L’indispensable entraînement prend notamment la forme de simulations et d’exercices. Leur fonction est de mettre en œuvre les acquis dans des conditions les plus proches possible de la réalité : stress, poids des enjeux, urgence, information imparfaite, surprises en chaîne, émotion des interlocuteurs, nécessité de se préparer à des réactions non rationnelles.

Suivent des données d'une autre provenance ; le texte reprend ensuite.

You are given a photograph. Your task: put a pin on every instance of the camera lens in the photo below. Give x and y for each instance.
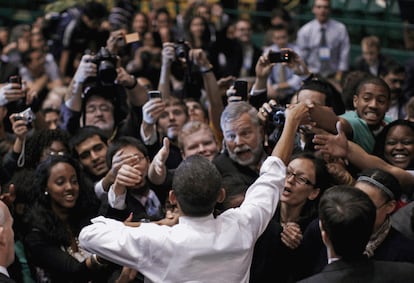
(107, 72)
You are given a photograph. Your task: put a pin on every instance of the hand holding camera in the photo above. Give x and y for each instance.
(168, 53)
(15, 90)
(20, 124)
(85, 70)
(152, 110)
(238, 91)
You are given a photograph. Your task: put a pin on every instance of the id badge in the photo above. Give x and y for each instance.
(324, 53)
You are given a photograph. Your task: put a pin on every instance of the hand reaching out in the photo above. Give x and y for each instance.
(161, 157)
(334, 145)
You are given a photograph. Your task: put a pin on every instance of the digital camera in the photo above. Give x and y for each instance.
(106, 67)
(181, 49)
(26, 115)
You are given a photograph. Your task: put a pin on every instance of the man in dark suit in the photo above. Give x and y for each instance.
(347, 216)
(6, 243)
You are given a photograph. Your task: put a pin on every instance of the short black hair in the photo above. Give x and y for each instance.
(83, 134)
(122, 142)
(95, 10)
(347, 216)
(375, 81)
(392, 67)
(386, 179)
(196, 185)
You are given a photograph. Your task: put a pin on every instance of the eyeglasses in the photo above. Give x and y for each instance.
(394, 81)
(102, 108)
(298, 179)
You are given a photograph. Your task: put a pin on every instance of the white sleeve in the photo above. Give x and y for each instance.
(263, 195)
(117, 202)
(99, 191)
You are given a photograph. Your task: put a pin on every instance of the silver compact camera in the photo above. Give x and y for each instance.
(26, 115)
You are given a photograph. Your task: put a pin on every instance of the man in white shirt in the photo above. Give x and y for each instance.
(324, 42)
(200, 248)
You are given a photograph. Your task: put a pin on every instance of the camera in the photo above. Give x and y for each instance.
(15, 80)
(154, 94)
(277, 115)
(279, 57)
(241, 89)
(106, 67)
(181, 49)
(26, 115)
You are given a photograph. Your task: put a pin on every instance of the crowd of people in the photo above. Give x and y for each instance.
(138, 147)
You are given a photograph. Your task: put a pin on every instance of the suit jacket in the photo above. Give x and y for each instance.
(365, 271)
(6, 279)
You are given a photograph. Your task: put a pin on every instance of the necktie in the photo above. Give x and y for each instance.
(323, 53)
(323, 37)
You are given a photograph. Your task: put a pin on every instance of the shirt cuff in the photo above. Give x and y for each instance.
(117, 202)
(99, 190)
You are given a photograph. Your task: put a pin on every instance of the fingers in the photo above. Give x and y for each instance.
(128, 176)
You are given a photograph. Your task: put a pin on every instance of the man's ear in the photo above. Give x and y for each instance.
(172, 197)
(324, 236)
(221, 195)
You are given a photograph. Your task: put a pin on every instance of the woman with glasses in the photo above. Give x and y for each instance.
(278, 249)
(386, 243)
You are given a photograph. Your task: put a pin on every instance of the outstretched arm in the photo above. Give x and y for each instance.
(339, 146)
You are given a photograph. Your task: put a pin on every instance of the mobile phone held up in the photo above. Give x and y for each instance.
(279, 57)
(154, 94)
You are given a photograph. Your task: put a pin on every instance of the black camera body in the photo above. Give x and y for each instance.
(182, 49)
(279, 57)
(277, 115)
(106, 67)
(27, 115)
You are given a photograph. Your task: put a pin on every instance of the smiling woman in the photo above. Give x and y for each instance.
(61, 205)
(395, 144)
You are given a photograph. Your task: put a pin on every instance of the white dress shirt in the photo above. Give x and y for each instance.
(197, 249)
(308, 40)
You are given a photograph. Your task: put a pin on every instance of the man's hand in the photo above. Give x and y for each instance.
(296, 63)
(334, 145)
(125, 79)
(263, 67)
(161, 157)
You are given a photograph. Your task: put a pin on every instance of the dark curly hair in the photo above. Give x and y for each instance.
(39, 141)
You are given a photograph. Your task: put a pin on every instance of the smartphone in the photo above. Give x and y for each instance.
(241, 89)
(131, 37)
(154, 94)
(279, 57)
(15, 80)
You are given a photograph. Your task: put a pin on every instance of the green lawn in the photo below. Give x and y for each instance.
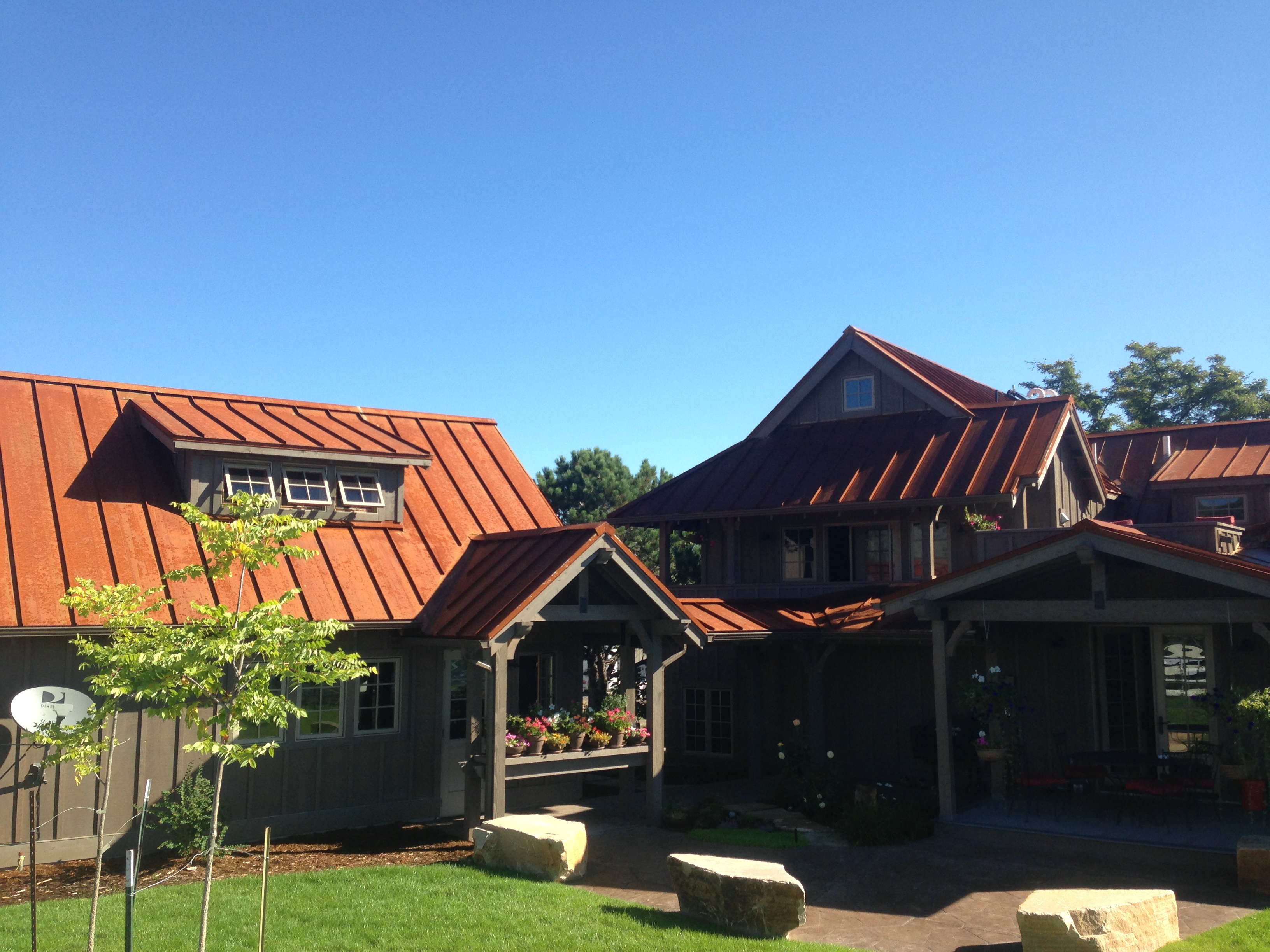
(1247, 934)
(750, 838)
(403, 908)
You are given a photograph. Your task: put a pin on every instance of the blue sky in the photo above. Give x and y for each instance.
(624, 225)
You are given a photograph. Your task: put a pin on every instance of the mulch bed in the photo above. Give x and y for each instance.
(393, 845)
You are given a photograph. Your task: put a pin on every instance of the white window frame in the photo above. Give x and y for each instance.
(1241, 497)
(252, 465)
(873, 393)
(303, 721)
(396, 700)
(379, 486)
(709, 723)
(816, 554)
(310, 503)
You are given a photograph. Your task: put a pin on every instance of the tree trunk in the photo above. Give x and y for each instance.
(211, 855)
(101, 835)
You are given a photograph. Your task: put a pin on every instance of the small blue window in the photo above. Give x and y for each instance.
(856, 393)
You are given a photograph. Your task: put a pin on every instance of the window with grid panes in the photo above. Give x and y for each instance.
(707, 721)
(321, 704)
(376, 698)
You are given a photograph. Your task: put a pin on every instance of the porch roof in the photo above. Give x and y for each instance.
(1084, 540)
(509, 578)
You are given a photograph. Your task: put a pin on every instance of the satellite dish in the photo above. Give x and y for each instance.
(36, 707)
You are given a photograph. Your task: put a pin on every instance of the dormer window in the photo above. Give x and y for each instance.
(858, 393)
(360, 489)
(248, 479)
(307, 486)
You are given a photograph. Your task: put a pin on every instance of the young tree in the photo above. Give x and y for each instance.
(218, 671)
(590, 484)
(1159, 389)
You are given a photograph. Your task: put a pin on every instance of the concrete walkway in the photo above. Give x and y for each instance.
(937, 895)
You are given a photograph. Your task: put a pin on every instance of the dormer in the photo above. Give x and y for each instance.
(867, 376)
(312, 462)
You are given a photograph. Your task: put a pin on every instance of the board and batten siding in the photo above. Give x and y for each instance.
(308, 786)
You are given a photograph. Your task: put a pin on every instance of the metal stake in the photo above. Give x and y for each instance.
(265, 888)
(130, 897)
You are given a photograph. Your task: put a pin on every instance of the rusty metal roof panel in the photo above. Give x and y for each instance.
(883, 458)
(89, 494)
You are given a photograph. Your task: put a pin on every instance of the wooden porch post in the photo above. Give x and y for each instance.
(626, 671)
(472, 772)
(496, 721)
(943, 726)
(657, 732)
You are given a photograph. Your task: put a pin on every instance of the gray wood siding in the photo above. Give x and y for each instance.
(309, 785)
(824, 403)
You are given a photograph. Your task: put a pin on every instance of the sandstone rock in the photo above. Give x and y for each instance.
(1254, 859)
(757, 899)
(1098, 921)
(539, 846)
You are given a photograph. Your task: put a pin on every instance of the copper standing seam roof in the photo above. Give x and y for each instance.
(721, 617)
(86, 492)
(1095, 527)
(1204, 451)
(502, 573)
(881, 460)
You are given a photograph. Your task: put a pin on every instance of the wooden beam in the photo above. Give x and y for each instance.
(943, 725)
(1117, 612)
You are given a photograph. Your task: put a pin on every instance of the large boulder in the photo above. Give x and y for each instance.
(1252, 856)
(757, 899)
(1098, 921)
(543, 847)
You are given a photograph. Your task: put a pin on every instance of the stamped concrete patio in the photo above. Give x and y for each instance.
(937, 895)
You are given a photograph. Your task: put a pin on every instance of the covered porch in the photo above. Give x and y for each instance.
(1107, 645)
(529, 620)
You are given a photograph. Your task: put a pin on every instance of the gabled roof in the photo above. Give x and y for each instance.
(948, 391)
(506, 577)
(869, 461)
(1099, 536)
(721, 617)
(1206, 451)
(87, 492)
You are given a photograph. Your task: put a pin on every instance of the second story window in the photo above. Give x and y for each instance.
(1217, 507)
(248, 479)
(360, 489)
(799, 554)
(307, 486)
(856, 393)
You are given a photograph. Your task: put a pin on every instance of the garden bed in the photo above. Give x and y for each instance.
(393, 845)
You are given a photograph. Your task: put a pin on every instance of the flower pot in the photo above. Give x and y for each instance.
(1252, 796)
(1235, 772)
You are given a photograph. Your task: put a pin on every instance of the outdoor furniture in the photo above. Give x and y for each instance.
(750, 897)
(1098, 921)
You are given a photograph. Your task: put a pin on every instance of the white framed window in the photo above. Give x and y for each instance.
(707, 721)
(307, 486)
(246, 478)
(858, 393)
(254, 733)
(324, 709)
(799, 554)
(378, 697)
(360, 489)
(1217, 507)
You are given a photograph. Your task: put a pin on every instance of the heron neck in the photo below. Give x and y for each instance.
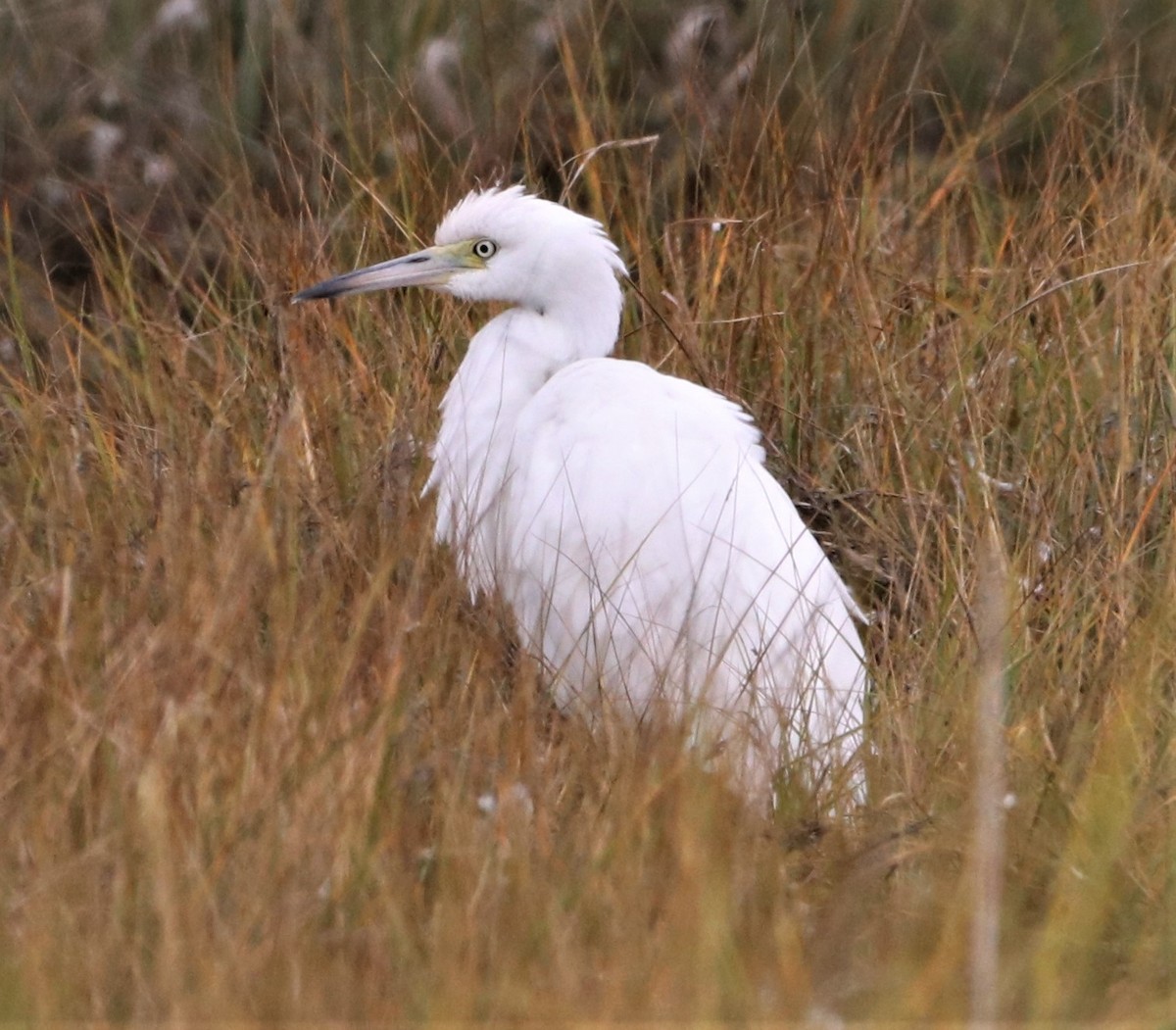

La concentration dans le temps et la gestion des contraintes - au cours d’exercices qui ressemblent parfois à des jeux de rôles avec scénarios- permettent la répétition, l'acquisition des bons réflexes, l’auto observation et l’analyse. Celle-ci demande aussi un regard extérieur, que ce soit pour imaginer ce que percevraient les médias ou le public, ou pour faire une critique plus technique en fonction de l’expérience d’autres crises vécues par d’autres.Par ailleurs bien savoir (anticiper la crise, connaître les principes à appliquer), bien agir (avoir la bonne logistique, les bonnes liaisons, les bons plans, prendre les bonnes décisions) et bien s’exprimer (avoir les bons arguments, les bons relais et vecteurs…) supposent aussi de savoir bien interagir avec les autres : la formation insiste comporte aussi l’aspect de la négociation de crise.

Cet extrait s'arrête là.